We don’t understand how the connection between us and the Chaos Computer Club appeared but we don’t deny that some of us have connections to the CCC but the tracker is run by us, not the CCC. It is hosted on a server of a friend of us who is not even a member of the CCC as far as we know and just happens to have enough resources for our little project.
We thought about funding the hosting with the help of the CCC but that didn’t work out for other reasons.
Even if the tracker would be run by the CCC, people should be happy about that!

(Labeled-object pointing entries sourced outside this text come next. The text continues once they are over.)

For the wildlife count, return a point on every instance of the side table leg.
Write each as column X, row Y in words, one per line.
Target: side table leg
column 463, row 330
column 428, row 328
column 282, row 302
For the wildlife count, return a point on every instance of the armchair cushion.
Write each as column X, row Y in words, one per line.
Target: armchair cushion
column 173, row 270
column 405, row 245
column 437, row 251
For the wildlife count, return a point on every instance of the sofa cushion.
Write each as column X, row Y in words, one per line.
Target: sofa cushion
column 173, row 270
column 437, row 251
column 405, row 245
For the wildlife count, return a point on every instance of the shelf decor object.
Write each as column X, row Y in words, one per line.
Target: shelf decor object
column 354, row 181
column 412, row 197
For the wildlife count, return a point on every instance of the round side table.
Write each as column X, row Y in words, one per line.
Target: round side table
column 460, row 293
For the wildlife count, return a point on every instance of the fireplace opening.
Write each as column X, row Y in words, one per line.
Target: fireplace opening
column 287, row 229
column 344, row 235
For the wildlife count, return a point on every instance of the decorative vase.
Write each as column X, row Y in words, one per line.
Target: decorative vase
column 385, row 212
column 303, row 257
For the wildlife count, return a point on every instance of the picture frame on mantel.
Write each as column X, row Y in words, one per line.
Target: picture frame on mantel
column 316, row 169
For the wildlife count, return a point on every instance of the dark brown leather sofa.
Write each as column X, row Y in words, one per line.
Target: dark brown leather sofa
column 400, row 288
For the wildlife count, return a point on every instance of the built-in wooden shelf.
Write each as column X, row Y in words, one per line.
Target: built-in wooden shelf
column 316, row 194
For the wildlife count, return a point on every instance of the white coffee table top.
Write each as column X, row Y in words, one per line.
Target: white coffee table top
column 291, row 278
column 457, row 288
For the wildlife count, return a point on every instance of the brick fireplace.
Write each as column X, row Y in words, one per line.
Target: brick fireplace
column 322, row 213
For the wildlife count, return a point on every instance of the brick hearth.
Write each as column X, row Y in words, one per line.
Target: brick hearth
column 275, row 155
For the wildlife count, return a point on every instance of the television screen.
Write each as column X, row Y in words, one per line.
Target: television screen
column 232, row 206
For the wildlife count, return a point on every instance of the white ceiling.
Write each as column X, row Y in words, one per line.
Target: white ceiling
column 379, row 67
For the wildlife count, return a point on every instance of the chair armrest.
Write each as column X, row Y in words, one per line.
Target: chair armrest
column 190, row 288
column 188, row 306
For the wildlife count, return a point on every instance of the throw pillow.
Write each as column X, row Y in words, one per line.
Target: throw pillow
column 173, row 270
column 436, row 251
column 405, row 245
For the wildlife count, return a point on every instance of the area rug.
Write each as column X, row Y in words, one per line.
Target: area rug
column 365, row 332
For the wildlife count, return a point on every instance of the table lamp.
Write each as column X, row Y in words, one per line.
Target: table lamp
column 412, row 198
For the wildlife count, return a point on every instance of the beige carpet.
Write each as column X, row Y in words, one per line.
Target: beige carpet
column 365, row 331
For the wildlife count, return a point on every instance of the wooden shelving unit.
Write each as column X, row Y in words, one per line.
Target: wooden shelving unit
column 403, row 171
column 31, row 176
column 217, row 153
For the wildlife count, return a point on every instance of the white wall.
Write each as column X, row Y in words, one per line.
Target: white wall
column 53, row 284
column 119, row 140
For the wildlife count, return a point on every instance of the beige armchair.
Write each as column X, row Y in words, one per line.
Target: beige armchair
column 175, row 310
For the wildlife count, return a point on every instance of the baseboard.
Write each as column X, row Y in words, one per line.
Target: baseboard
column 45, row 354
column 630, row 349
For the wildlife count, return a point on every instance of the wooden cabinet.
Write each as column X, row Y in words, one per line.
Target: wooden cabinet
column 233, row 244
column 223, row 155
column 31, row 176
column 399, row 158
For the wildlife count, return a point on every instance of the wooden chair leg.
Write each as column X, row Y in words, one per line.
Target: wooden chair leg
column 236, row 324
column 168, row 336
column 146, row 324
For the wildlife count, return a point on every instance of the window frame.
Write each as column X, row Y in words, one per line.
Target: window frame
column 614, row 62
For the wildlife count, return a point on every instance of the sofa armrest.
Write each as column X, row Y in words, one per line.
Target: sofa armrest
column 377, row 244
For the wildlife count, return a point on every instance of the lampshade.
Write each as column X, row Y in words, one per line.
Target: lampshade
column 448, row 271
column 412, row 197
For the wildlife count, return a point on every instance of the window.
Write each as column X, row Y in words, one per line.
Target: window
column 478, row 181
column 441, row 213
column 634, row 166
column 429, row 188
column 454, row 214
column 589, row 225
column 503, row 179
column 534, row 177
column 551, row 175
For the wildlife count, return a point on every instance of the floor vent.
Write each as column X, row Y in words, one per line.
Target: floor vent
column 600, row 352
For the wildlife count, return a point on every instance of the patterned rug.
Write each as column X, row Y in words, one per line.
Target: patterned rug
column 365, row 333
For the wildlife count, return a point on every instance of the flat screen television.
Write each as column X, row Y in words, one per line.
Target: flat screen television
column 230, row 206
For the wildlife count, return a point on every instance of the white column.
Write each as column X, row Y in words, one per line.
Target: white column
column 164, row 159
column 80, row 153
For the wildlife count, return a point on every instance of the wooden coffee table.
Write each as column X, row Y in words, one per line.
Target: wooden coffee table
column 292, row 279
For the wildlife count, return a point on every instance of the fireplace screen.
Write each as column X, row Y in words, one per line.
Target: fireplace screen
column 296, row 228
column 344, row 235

If you would name organizations in Europe in favour of filesharing, freedom of information and bittorrent beside Piratbyrån in sweden (the guys who started thepiratebay.org), the CCC would be one of them!
We have no idea how the people responsible for Peerguardian get the idea that we work together with MediaDefender or any other anti-piracy company, we certainly do not!

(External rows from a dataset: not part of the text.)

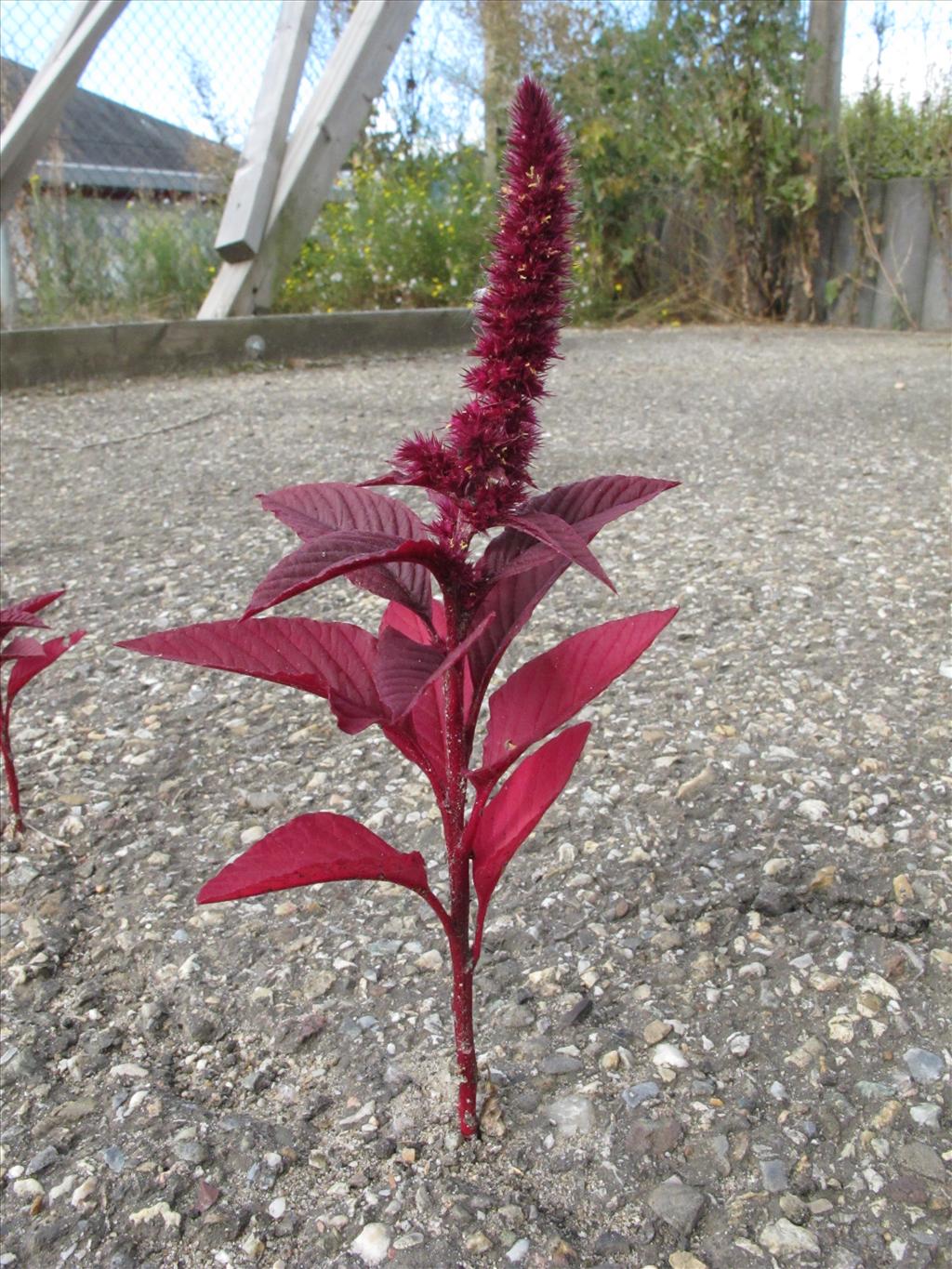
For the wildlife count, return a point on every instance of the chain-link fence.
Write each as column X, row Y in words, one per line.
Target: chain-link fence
column 194, row 63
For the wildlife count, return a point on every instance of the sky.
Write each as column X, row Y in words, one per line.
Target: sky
column 152, row 55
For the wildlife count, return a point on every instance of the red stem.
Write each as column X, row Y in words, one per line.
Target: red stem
column 13, row 786
column 458, row 861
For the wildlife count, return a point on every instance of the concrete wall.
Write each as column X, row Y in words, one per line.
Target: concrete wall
column 890, row 263
column 129, row 350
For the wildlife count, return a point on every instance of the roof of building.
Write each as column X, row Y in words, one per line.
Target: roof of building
column 104, row 145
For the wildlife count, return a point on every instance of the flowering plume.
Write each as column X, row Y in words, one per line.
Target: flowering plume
column 480, row 472
column 426, row 671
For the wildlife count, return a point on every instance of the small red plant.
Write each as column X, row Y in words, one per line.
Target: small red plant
column 27, row 656
column 424, row 674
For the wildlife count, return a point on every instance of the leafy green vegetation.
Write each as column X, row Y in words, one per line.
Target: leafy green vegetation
column 405, row 231
column 89, row 260
column 694, row 183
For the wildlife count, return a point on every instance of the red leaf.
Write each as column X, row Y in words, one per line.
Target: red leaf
column 513, row 599
column 336, row 555
column 553, row 532
column 312, row 510
column 327, row 659
column 546, row 692
column 420, row 735
column 406, row 667
column 588, row 505
column 517, row 809
column 28, row 667
column 23, row 645
column 312, row 848
column 23, row 613
column 403, row 669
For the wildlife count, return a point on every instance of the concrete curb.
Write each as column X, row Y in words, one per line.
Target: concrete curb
column 56, row 354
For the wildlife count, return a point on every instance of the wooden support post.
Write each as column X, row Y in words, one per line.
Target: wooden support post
column 38, row 112
column 253, row 188
column 9, row 306
column 822, row 99
column 319, row 145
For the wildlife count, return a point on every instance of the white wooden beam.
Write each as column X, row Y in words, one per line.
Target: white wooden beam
column 318, row 148
column 245, row 214
column 38, row 112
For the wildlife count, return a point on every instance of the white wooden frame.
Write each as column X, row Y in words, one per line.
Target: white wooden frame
column 252, row 192
column 41, row 107
column 319, row 145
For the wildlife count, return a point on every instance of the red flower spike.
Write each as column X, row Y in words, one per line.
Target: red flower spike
column 423, row 675
column 27, row 656
column 483, row 465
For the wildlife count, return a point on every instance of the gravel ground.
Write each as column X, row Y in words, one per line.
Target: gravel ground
column 715, row 998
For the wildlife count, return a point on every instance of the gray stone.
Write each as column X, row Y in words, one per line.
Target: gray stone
column 44, row 1158
column 577, row 1012
column 774, row 1172
column 572, row 1116
column 774, row 899
column 612, row 1244
column 916, row 1157
column 560, row 1064
column 372, row 1244
column 923, row 1066
column 786, row 1240
column 677, row 1205
column 639, row 1094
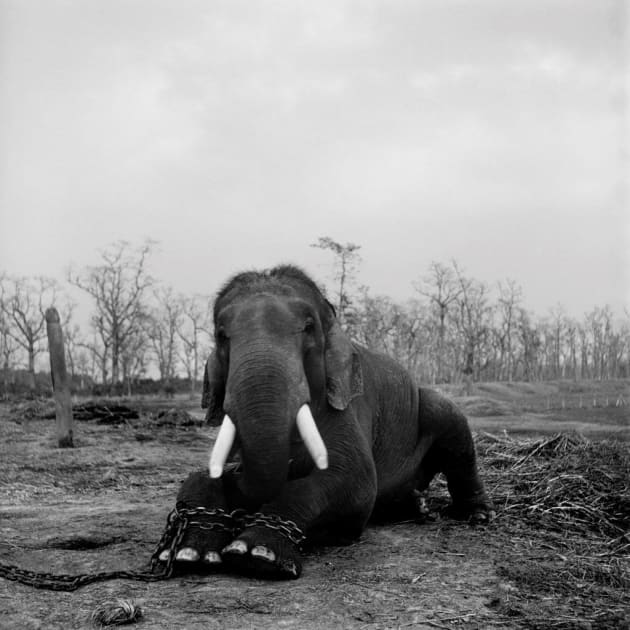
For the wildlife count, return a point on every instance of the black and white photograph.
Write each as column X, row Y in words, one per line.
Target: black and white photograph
column 315, row 315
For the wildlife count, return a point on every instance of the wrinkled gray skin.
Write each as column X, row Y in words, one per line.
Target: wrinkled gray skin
column 278, row 346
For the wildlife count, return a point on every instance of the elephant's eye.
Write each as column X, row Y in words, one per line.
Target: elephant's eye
column 221, row 335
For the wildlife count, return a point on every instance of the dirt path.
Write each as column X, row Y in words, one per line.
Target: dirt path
column 102, row 505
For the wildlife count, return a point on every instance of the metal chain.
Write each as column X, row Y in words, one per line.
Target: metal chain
column 271, row 521
column 177, row 523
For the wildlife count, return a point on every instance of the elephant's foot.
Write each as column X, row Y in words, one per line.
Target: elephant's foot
column 264, row 552
column 207, row 533
column 475, row 512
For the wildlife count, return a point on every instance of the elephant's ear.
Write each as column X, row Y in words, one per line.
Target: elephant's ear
column 213, row 392
column 344, row 378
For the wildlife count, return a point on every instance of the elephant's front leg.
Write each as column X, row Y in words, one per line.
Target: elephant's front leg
column 206, row 505
column 342, row 495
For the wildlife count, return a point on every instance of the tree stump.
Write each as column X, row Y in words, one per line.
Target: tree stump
column 61, row 386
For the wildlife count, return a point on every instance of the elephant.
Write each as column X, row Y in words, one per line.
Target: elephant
column 327, row 433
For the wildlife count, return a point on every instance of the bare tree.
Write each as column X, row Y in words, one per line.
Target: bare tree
column 346, row 260
column 192, row 325
column 440, row 285
column 118, row 286
column 510, row 296
column 134, row 357
column 161, row 329
column 23, row 305
column 8, row 346
column 472, row 321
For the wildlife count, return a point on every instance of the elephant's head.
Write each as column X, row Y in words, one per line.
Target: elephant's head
column 280, row 358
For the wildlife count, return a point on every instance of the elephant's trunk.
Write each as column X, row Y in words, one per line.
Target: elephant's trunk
column 262, row 399
column 266, row 395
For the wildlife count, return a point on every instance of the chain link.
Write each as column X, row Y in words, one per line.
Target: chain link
column 271, row 521
column 177, row 523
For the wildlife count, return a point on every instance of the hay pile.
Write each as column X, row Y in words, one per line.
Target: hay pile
column 565, row 503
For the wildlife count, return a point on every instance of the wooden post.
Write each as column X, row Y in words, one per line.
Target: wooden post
column 61, row 387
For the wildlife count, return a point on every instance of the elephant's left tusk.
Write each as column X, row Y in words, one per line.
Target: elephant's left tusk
column 311, row 437
column 221, row 448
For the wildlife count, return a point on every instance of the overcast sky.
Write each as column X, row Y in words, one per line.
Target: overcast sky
column 237, row 132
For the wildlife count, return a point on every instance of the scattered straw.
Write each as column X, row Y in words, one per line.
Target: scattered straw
column 116, row 613
column 565, row 503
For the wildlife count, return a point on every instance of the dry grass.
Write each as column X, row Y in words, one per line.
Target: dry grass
column 566, row 503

Why should we, we don’t like people earning money with law-suits against filesharer. But then this information is a year old if we understand this posting correct. We changed our tracker-software in the meantime and even try to take countermeasures against faker, so maybe they should re-check about fakes and stuff.
But this is an open tracker, so everybody can use it. The sites who are serving the fake torrents should delete them, we are only providing the trackerservice (for free) without any interaction with the enduser or knowledge of the content of the torrent!
We serve about 170.000 torrents, have 1,5 million users and about 180 million completed downloads in the last 1000 hours, all of them fake? We don’t think so. Some of them fake? Probably. Such is life!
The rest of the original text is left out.